Another part of the **data exploration** is preparing it for the **ML models**.\
There's a lot of preparation that can be done, in this case, I'll be doing this:

One of the most important things to verify is the data balance.

In [863]:
# Verifing if the data is inbalanced

# class count
class_count_0, class_count_1 = customer_survey_df['Response'].value_counts()

# Separate class
class_0 = customer_survey_df[customer_survey_df['Response'] == 0]
class_1 = customer_survey_df[customer_survey_df['Response'] == 1]
print('class 0:', class_0.shape)
print('class 1:', class_1.shape)

class 0: (1647, 29)
class 1: (216, 29)


As we can see the **dataframe** is really unbalanced which normally is a bad thing for **ML**, but with this amount of data if I **oversample** it will probably be **overfitted** and if I **undersample** it there wouldn't be sufficient data for an efficient model. So in this case I intend to use a **stratified** function, that can handle this better.
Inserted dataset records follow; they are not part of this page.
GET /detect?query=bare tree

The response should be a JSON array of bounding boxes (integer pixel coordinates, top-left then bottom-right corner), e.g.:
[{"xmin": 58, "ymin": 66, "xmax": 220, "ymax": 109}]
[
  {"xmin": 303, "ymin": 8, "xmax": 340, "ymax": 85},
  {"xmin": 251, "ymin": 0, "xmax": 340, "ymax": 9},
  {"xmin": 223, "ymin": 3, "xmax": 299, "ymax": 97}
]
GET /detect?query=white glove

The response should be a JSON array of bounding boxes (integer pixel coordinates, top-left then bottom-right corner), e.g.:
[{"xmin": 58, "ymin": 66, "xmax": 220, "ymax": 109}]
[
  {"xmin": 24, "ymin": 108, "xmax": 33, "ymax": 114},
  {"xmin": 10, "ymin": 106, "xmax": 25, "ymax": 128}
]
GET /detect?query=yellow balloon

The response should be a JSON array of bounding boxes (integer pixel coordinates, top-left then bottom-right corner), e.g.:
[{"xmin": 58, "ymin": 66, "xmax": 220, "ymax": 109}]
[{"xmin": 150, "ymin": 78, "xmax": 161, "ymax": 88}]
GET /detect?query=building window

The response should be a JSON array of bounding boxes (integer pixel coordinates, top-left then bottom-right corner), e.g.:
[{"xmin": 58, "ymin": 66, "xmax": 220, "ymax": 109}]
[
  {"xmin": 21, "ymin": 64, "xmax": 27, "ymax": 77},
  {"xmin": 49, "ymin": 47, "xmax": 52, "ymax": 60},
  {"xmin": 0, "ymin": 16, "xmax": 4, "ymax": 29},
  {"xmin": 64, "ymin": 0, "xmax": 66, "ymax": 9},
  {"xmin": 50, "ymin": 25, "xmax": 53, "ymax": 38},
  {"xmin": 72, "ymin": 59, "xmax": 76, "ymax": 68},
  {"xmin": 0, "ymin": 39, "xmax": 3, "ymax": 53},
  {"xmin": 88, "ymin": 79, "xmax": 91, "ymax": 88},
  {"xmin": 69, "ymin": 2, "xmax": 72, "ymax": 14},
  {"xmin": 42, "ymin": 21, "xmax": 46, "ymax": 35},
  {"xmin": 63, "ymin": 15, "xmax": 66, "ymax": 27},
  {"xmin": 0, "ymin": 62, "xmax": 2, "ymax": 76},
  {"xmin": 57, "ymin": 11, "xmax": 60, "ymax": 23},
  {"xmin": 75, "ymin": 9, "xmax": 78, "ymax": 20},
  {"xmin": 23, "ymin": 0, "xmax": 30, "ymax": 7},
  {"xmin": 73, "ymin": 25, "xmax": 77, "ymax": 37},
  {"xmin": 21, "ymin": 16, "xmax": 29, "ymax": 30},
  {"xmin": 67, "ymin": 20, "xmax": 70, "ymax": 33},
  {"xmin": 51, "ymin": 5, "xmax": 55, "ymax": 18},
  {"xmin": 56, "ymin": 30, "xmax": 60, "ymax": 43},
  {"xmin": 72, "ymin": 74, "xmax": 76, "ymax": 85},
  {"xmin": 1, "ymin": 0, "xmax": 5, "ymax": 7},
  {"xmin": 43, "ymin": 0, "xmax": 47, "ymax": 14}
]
After all that it's time to make the **correlation graphic**. It is really useful to highlight the highly correlated values.

In [864]:
#correlation graph
correlation_matrix = customer_survey_df.corr()
plt.figure(figsize = (17, 15))
sns.heatmap(correlation_matrix, annot = True, fmt = ".1f")





<matplotlib.axes._subplots.AxesSubplot at 0x7fb9cf57c190>

With the **correlation graphic**, we can see there are two non identified and useless columns, so I'm removing then.

In [865]:
# removing Z columns
customer_survey_df.drop('Z_CostContact', axis = 1, inplace=True)
customer_survey_df.drop('Z_Revenue', axis = 1, inplace=True)

And now we have the **correct correlation** graphic!

In [866]:
correlation_matrix = customer_survey_df.corr()
plt.figure(figsize = (17, 15))
sns.heatmap(correlation_matrix, annot = True, fmt = ".1f")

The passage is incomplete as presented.